OVN setup examples

I have a whole sequence of warnings in the syslog, I think from an earlier try at getting OVN working:

# journalctl -b 0 -o short-precise -u ovn* -u ovs* -u openvswitch* -u lxd -e
Apr 28 11:50:25.447981 albans ovn-controller[6331]: ovs|00315|patch|WARN|Bridge 'lxdovn25' not found for network 'k8sbr0'
Apr 28 11:51:25.448890 albans ovn-controller[6331]: ovs|00316|patch|WARN|Bridge 'lxdovn25' not found for network 'k8sbr0'
Apr 28 11:52:25.449200 albans ovn-controller[6331]: ovs|00317|patch|WARN|Bridge 'lxdovn25' not found for network 'k8sbr0'
Apr 28 11:53:25.449496 albans ovn-controller[6331]: ovs|00318|patch|WARN|Bridge 'lxdovn25' not found for network 'k8sbr0'
Apr 28 11:54:25.450258 albans ovn-controller[6331]: ovs|00319|patch|WARN|Bridge 'lxdovn25' not found for network 'k8sbr0'
Apr 28 11:55:25.450096 albans ovn-controller[6331]: ovs|00320|patch|WARN|Bridge 'lxdovn25' not found for network 'k8sbr0'
Apr 28 11:56:25.450353 albans ovn-controller[6331]: ovs|00321|patch|WARN|Bridge 'lxdovn25' not found for network 'k8sbr0'
Apr 28 11:57:25.450862 albans ovn-controller[6331]: ovs|00322|patch|WARN|Bridge 'lxdovn25' not found for network 'k8sbr0'
Apr 28 11:58:25.451603 albans ovn-controller[6331]: ovs|00323|patch|WARN|Bridge 'lxdovn25' not found for network 'k8sbr0'

there are many more before and they’re continuing.

$ lxc network list
+---------+----------+---------+--------------+------+---------------------------+---------+---------+
|  NAME   |   TYPE   | MANAGED |     IPV4     | IPV6 |        DESCRIPTION        | USED BY |  STATE  |
+---------+----------+---------+--------------+------+---------------------------+---------+---------+
| br-int  | bridge   | NO      |              |      |                           | 0       |         |
+---------+----------+---------+--------------+------+---------------------------+---------+---------+
| dmz0    | physical | NO      |              |      |                           | 0       |         |
+---------+----------+---------+--------------+------+---------------------------+---------+---------+
| eth0    | physical | NO      |              |      |                           | 0       |         |
+---------+----------+---------+--------------+------+---------------------------+---------+---------+
| lxdbr0  | bridge   | YES     | 10.99.0.1/16 | none | Default local LXD network | 2       | CREATED |
+---------+----------+---------+--------------+------+---------------------------+---------+---------+
| lxdfan0 | bridge   | YES     |              |      | LXD cluster network       | 3       | CREATED |
+---------+----------+---------+--------------+------+---------------------------+---------+---------+
# ovs-vsctl show
466b9882-6a72-4934-9dc9-1e939bb97950
    Bridge br-int
        Port br-int
            Interface br-int
                type: internal
    ovs_version: "2.13.1"

Any advice on what I should delete from where to fix this?

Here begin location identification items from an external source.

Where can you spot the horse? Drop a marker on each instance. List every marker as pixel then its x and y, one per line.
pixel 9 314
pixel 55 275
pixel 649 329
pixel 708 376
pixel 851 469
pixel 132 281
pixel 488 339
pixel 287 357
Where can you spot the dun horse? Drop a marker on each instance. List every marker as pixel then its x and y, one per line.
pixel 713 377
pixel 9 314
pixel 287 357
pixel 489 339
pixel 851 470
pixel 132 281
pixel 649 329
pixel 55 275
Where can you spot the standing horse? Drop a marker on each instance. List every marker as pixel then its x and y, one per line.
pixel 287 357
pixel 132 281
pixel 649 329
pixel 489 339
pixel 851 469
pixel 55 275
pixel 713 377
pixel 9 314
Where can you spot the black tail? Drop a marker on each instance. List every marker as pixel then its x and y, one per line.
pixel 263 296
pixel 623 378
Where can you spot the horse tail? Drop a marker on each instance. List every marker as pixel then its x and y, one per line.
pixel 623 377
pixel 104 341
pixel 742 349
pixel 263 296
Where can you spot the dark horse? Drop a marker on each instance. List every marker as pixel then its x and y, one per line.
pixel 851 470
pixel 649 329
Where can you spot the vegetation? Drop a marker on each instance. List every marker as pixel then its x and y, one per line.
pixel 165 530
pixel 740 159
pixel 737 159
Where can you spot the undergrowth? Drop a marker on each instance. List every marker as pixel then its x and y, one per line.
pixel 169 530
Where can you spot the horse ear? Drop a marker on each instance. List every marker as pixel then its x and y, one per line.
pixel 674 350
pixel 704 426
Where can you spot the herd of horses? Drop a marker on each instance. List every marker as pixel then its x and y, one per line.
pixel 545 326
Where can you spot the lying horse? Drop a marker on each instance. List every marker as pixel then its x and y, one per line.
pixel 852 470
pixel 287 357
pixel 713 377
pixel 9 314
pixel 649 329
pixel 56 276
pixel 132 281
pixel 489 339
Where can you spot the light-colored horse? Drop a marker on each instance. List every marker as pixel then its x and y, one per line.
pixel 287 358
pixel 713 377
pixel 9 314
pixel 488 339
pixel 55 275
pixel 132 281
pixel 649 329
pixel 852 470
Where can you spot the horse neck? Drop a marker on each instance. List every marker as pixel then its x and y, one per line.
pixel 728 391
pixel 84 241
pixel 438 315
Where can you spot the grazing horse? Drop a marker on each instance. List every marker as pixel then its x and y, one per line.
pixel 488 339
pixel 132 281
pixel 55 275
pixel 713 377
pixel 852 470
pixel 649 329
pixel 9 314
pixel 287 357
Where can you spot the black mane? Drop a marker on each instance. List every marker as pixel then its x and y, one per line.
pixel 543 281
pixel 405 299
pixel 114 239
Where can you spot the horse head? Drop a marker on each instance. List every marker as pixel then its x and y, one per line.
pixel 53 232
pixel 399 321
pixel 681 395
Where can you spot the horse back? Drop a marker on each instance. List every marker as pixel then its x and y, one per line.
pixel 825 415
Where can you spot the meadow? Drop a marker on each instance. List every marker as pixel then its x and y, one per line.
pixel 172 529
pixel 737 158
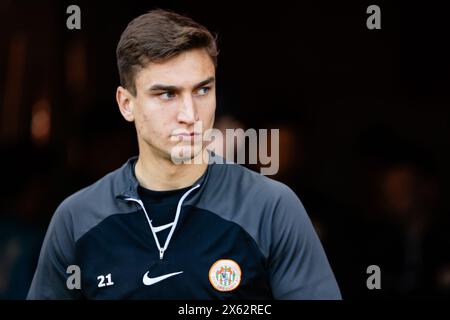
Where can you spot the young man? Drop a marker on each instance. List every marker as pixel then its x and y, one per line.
pixel 160 229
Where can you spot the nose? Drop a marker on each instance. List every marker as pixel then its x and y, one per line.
pixel 188 111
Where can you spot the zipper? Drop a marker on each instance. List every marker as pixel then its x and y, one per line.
pixel 172 228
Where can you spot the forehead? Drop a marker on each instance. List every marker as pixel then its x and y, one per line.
pixel 183 70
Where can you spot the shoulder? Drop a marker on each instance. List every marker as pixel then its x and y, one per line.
pixel 87 207
pixel 241 182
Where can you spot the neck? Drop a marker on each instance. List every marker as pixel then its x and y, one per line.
pixel 162 174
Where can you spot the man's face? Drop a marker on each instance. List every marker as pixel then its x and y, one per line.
pixel 172 98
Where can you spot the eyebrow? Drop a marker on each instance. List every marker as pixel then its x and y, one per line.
pixel 163 87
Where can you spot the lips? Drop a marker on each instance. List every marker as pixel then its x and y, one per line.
pixel 186 135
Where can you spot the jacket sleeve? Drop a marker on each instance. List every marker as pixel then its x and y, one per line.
pixel 298 266
pixel 57 254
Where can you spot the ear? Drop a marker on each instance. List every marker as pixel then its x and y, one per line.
pixel 125 101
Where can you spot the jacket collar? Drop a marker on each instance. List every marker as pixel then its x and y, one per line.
pixel 127 183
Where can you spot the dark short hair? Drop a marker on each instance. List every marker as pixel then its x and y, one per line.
pixel 155 37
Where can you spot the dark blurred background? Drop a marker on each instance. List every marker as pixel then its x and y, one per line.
pixel 363 118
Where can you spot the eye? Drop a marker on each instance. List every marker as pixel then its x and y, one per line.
pixel 168 95
pixel 203 90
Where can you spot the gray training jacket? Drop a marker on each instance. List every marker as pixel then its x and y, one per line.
pixel 236 235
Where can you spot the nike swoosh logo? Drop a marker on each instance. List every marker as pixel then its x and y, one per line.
pixel 150 281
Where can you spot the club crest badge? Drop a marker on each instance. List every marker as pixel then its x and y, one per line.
pixel 225 275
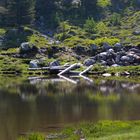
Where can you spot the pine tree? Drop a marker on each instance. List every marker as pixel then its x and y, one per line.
pixel 21 12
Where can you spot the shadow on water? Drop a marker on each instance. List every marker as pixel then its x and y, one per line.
pixel 44 104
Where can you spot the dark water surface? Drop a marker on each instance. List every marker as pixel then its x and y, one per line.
pixel 48 104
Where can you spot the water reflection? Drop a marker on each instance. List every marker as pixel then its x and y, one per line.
pixel 40 104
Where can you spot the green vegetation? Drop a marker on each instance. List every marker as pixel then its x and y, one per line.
pixel 103 130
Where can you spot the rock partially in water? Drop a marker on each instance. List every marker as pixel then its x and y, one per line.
pixel 106 74
pixel 54 63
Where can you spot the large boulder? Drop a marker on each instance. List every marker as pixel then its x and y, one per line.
pixel 80 49
pixel 135 50
pixel 34 64
pixel 136 32
pixel 102 56
pixel 54 63
pixel 89 62
pixel 27 48
pixel 118 47
pixel 106 46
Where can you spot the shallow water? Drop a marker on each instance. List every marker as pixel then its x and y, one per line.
pixel 48 104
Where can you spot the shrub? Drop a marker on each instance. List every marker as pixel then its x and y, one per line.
pixel 90 25
pixel 115 19
pixel 103 3
pixel 101 28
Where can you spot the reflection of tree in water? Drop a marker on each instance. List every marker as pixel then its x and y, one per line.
pixel 39 105
pixel 59 89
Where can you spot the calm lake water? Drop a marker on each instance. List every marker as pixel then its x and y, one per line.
pixel 48 104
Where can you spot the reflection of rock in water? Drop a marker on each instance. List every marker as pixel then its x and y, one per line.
pixel 59 87
pixel 28 91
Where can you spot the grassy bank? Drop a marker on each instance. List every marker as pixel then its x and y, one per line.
pixel 104 130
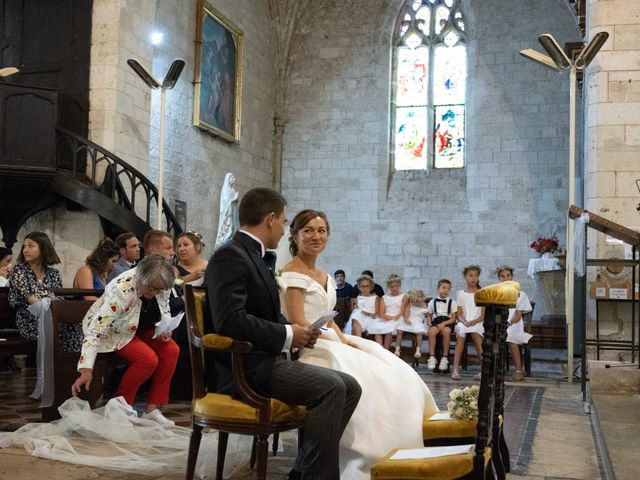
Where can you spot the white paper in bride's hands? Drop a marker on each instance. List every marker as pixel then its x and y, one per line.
pixel 430 452
pixel 168 324
pixel 323 320
pixel 440 416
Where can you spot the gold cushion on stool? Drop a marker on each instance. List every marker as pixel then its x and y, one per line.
pixel 504 294
pixel 224 407
pixel 438 468
pixel 444 429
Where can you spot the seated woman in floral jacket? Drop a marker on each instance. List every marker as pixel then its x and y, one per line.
pixel 123 321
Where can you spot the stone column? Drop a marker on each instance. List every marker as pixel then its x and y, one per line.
pixel 612 120
pixel 119 116
pixel 612 143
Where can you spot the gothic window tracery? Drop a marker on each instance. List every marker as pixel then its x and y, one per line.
pixel 428 99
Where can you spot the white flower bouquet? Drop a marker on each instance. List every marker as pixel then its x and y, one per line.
pixel 464 403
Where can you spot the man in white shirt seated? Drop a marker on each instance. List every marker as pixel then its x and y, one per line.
pixel 129 254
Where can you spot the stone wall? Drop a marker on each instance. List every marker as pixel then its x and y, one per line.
pixel 427 225
pixel 195 161
pixel 124 115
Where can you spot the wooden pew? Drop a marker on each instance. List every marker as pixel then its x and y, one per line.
pixel 11 342
pixel 70 309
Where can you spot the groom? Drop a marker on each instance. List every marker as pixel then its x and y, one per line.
pixel 244 304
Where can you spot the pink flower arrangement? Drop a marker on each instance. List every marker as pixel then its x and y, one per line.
pixel 546 245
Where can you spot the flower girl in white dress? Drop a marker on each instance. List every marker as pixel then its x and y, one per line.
pixel 392 305
pixel 366 310
pixel 414 321
pixel 470 318
pixel 516 335
pixel 377 425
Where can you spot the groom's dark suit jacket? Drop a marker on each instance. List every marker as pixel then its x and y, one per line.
pixel 244 304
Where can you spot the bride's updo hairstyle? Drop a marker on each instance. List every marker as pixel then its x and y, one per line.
pixel 299 222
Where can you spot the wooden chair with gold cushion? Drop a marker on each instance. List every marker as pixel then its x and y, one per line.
pixel 483 460
pixel 252 414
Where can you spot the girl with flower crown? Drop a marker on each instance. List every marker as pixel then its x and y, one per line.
pixel 413 320
pixel 392 305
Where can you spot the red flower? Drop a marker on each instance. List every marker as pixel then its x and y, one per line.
pixel 545 244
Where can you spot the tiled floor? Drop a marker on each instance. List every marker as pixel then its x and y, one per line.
pixel 538 413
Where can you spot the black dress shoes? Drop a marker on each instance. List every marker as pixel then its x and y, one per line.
pixel 294 475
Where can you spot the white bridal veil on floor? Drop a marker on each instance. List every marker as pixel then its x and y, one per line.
pixel 113 437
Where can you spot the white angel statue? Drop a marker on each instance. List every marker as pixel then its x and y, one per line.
pixel 228 219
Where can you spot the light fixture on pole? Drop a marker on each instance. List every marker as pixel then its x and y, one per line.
pixel 6 71
pixel 168 83
pixel 559 61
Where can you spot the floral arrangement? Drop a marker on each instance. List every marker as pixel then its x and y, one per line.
pixel 546 245
pixel 464 403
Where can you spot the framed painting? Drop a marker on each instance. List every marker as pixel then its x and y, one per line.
pixel 218 75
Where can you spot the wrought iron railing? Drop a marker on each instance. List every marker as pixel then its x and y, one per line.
pixel 108 174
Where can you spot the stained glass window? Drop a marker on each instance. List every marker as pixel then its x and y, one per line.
pixel 430 69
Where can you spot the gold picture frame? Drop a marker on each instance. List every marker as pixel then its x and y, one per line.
pixel 218 74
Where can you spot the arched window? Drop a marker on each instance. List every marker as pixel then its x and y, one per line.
pixel 428 95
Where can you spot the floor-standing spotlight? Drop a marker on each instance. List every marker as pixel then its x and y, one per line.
pixel 558 60
pixel 168 83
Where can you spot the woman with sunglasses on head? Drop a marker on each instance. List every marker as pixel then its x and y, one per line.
pixel 32 279
pixel 123 321
pixel 190 264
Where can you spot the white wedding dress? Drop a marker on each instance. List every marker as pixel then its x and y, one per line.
pixel 394 398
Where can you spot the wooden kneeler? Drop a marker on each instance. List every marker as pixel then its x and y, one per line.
pixel 488 458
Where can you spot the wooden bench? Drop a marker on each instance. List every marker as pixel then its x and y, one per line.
pixel 549 332
pixel 70 309
pixel 11 342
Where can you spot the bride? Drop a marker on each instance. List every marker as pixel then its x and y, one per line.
pixel 394 398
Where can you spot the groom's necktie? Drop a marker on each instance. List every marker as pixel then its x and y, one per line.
pixel 269 260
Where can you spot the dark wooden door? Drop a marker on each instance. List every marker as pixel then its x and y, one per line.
pixel 50 42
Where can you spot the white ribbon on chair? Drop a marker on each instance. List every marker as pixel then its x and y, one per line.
pixel 44 389
pixel 579 245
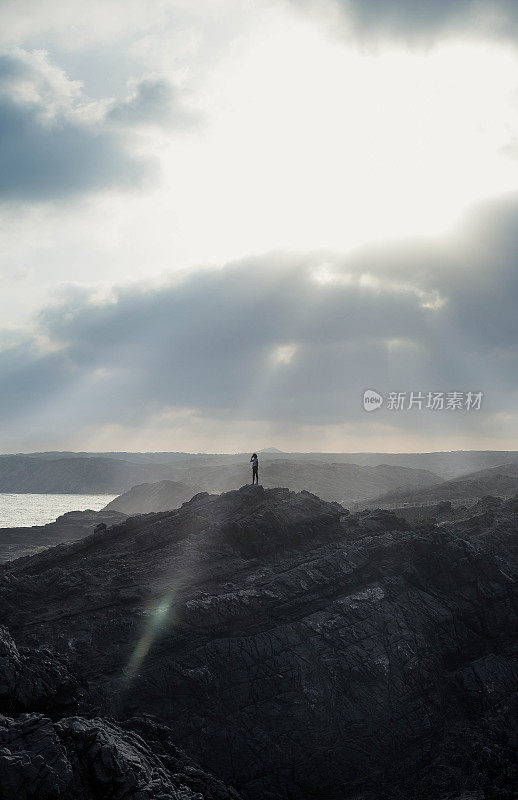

Can you show output of sudo ovn-nbctl show please

And also sudo ovs-vsctl list open_vswitch

1 Like

# ovn-nbctl show produces no output.

# ovn-sbctl show
Chassis "486b381c-b94b-4172-978f-90635f048955"
    hostname: albans.domuz
    Encap geneve
        ip: "10.1.0.215"
        options: {csum="true"}
# ovs-vsctl list open_vswitch
_uuid               : 466b9882-6a72-4934-9dc9-1e939bb97950
bridges             : [04e7f203-69e8-4365-9e40-282877f98a80]
cur_cfg             : 17
datapath_types      : [netdev, system]
datapaths           : {}
db_version          : "8.2.0"
dpdk_initialized    : false
dpdk_version        : none
external_ids        : {hostname=albans.domuz, ovn-bridge-mappings="k8sbr0:lxdovn25", ovn-encap-ip="10.1.0.215", ovn-encap-type=geneve, ovn-remote="unix:/var/run/ovn/ovnsb_db.sock", rundir="/var/run/openvswitch", system-id="486b381c-b94b-4172-978f-90635f048955"}
iface_types         : [erspan, geneve, gre, internal, ip6erspan, ip6gre, lisp, patch, stt, system, tap, vxlan]
manager_options     : []
next_cfg            : 17
other_config        : {}
ovs_version         : "2.13.1"
ssl                 : []
statistics          : {}
system_type         : ubuntu
system_version      : "20.04"

Its the ovn-bridge-mappings key that is the issue.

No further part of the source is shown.